Kuvâ-yı Milliye’nin oluşumunda Batı Anadolu’da Yunan işgali ve yerli Rum çetelerinin eylemleri yanı sıra Güney bölgelerinde Fransız işgalleri, Ermeni çetelerinin faaliyetleri etkili olmuştur. İzmir’in işgalinden önce bir direniş fikri oluşturmaya çalışan Redd-i İlhak Cemiyeti, kararsız insanları etkilemekte zorlanıyordu. Yunan işgalinin yaptığı maddi-manevi tahribatın şiddeti kararsız insanları da Kuvâ-yı Milliye hareketinin içine çekti. Bu direniş fikrinde etkili olan toplumsal guruplar ise şu unsurlardan oluşmaktadır: 1- Din adamları 2- Bürokrat şahıslar (mutasarrıf, kaymakam vb.) 3- Askerî rical 4- Efeler, zeybekler ve eski komitacılar 5- Eşraf ikiye ayrılmıştır. Bir gurup esnaf bu direniş hareketine destek verirken bir gurup eşraf destek vermemiştir.

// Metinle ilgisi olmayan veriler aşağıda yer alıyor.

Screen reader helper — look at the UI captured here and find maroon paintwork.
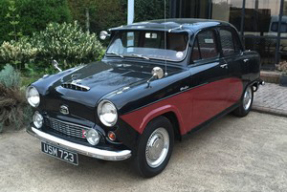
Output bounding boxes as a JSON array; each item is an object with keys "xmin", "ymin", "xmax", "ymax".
[{"xmin": 121, "ymin": 78, "xmax": 243, "ymax": 135}]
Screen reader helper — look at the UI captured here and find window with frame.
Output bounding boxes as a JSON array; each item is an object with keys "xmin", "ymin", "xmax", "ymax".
[
  {"xmin": 219, "ymin": 29, "xmax": 241, "ymax": 57},
  {"xmin": 191, "ymin": 30, "xmax": 219, "ymax": 62}
]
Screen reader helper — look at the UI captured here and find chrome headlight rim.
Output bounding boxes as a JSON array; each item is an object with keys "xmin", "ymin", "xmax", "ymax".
[
  {"xmin": 33, "ymin": 111, "xmax": 43, "ymax": 129},
  {"xmin": 97, "ymin": 100, "xmax": 118, "ymax": 127},
  {"xmin": 86, "ymin": 129, "xmax": 100, "ymax": 146},
  {"xmin": 26, "ymin": 86, "xmax": 40, "ymax": 107}
]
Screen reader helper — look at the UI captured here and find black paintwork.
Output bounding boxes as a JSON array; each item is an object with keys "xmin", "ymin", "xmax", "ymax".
[{"xmin": 30, "ymin": 19, "xmax": 262, "ymax": 151}]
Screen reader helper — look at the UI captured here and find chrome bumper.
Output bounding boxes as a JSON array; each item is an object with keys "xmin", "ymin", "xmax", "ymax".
[{"xmin": 27, "ymin": 127, "xmax": 132, "ymax": 161}]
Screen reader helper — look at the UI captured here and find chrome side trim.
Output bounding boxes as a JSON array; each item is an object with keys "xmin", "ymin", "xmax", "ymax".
[{"xmin": 27, "ymin": 127, "xmax": 132, "ymax": 161}]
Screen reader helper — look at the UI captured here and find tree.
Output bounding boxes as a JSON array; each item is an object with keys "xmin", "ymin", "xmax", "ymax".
[
  {"xmin": 0, "ymin": 0, "xmax": 72, "ymax": 43},
  {"xmin": 134, "ymin": 0, "xmax": 170, "ymax": 22},
  {"xmin": 68, "ymin": 0, "xmax": 126, "ymax": 33},
  {"xmin": 5, "ymin": 0, "xmax": 22, "ymax": 41}
]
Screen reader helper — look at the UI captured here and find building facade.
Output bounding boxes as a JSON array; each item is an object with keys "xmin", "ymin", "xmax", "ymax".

Kararsız olanlar, işgallerin etkisini yakından hissettikçe direniş hareketine katılmışlardır. Yaş guruplarında ise çocuklardan yaşlılara kadar işgallerden tedirgin olan herkes bu direniş hareketinin içinde yer almıştır.

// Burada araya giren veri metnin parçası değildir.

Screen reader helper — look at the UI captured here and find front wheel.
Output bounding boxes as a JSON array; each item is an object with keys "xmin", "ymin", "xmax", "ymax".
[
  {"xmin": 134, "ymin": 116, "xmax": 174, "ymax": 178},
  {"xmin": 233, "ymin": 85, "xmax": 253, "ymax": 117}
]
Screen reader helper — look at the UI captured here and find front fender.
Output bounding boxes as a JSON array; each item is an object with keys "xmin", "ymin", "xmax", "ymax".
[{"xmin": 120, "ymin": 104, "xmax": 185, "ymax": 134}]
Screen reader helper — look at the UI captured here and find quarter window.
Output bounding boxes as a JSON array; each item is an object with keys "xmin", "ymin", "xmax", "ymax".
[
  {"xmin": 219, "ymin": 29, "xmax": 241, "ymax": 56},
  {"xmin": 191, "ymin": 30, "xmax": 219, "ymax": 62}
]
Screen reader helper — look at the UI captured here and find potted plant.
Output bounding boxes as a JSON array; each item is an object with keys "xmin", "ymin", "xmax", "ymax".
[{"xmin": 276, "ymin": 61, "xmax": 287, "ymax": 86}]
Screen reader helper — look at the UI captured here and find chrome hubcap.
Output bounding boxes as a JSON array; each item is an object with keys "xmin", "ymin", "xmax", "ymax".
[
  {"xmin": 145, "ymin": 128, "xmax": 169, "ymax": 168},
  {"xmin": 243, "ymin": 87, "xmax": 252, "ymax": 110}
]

Kuvâ-yı Milliye adı verilen ilk ulusal güç Balkan Savaşı döneminde oluşturulmuştu. Osmanlı ordularının çöküşü durumunda Anadolu’da millî bir gerilla hareketi imkanı İttihat ve Terakki Cemiyeti tarafından planlanmış, M. Kemal Paşa’nın Anadolu’ya ayak basmasından aylar evvel İzmir, Erzurum, Trabzon, Edirne gibi vilayetlerde çalışmalar yapılmıştı. Yunan işgallerinin başlaması üzerine 57. Tümen Komutanı Albay Şefik Bey 23 Mayıs 1919’da Harbiye Nezaretine sunduğu bir raporda, Anadolu’yu işgalden kurtarmak ve “durumu düzeltmek için” en iyi önlemin Kuvâ-yı Milliye örgütü kurmak olduğunu belirtmişti. Bu yüzden Kuvâ-yı Milliye Batı Anadolu’da Yunan işgali öncesinde doğan siyasal otorite boşluğunu doldurmak ve bölgenin işgali durumunda işgalcilere karşı direniş göstermek amacıyla kurulmuştur.
Kuvâ-yı Milliye gruplarını yapısal olarak asker kökenliler ve sivil kökenliler olarak ikiye ayırabiliriz. Asker kökenlilerde milli mücadele sırasında bizzat silahaltında bulunanlar M Şefik (Aker), Albay Kazım (Özalp), Albay Bekir Sami (Günsav) ilk akla gelen isimlerdir. Asker kaçakları, askerlikten emekliye ayrılmış olanlar, hükûmet tarafından askerlikten çıkarılanlar, ya da istifa ederek ayrılanlar da bu grup içinde yer almışlardır. Kuvâ-yı Milliye’nin içinde yer alan asker kökenli grup arasında önemli sorun yaşanmamıştır.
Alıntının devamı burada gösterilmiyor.